Bild: Auf der Anklagebank: Sven Krüger im Juli 2011 im Landgericht Schwerin
Das Thinghaus ist geschlossen. Der rechtsextreme Szenetreff in Grevesmühlen
steht zum Verkauf. Das Anwesen am Rande der Kleinstadt im westlichen
Mecklenburg-Vorpommern gehört dem mehrfach vorbestraften Rechten Sven
Krüger. Ein Holzzaun wie auch ein Wachturm sollten Einblicke in das Treiben
auf dem Grundstück verhindern. Über dem Hauseingang hing ein Schild mit dem
germanischen Motiv der Irminsul und dem niederdeutschen Widerstandsspruch
„Lever dood as Slav!“. Die Verkaufspläne seien der Gemeinde bekannt, sagt
Bürgermeister Lars Prahler. „Wir hoffen auf einen privaten Käufer.“
Krüger will das Gebäude im Grünen Weg über einen Makler verkaufen. 2008
hatte der ehemalige Hammerskin und [1][zwischenzeitige
NPD-Kreistagsabgeordnete] das ehemalige Betonwerk erworben. Zwei Jahre
später begann die politische Nutzung als Thinghaus, keine 15 Autominuten
entfernt von Jamel – jenem Dorf, in dem Krüger aufgewachsen ist. Ab dem
Jahr 2000 begann er, Häuser für Gleichgesinnte zu kaufen, um eine „national
befreite Zone“ aufzubauen.
Mehr als zehn Jahre lang konnte Krüger das Programm des Thinghauses
durchhalten. Auf der wenig gepflegten Website hieß es über die Herleitung
des Wortes „Thing“, dass es im altgermanischen Sprachgebrauch etwa so viel
wie Volksversammlung bedeute. „Und so soll es auch weitergeführt werden,
als Versammlungshaus der gesamten nationalen Bewegung“, heißt es auf der
Website. „Egal ob Partei oder freie Kameradschaft, Einzelkämpfer oder
Familienkreis, im Thing-Haus ist jeder zu Hause, dem Begriffe wie Vaterland
und Freiheit noch nicht fremd geworden sind.“
Das Haus nutzen so auch Rechtsextreme für Schulen und Tagungen. Ein
Zeitzeuge durfte „über seine behütete Kindheit“ – als Pimpf des Deutsch…

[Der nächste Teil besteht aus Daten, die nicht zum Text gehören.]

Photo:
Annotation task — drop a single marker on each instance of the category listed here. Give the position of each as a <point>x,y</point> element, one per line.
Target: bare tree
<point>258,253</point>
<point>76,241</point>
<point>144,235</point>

Jungvolks – und über seine Erlebnisse – bei einer SS-Freiwilligen-Division
– berichten. Zu Festen kamen rechte Eltern mit ihren Kindern. Kampfsport
wurde trainiert, Buchmessen angeboten. In einen Metallgrill war der
Schriftzug „Happy Holocaust“ eingelassen. Die NPD richtete 2010 ein
Bürgerbüro in dem Haus ein, als sie im Landtag saß. Ein rechtsextremes
Webprojekt hatte seine offizielle Adresse in dem Haus.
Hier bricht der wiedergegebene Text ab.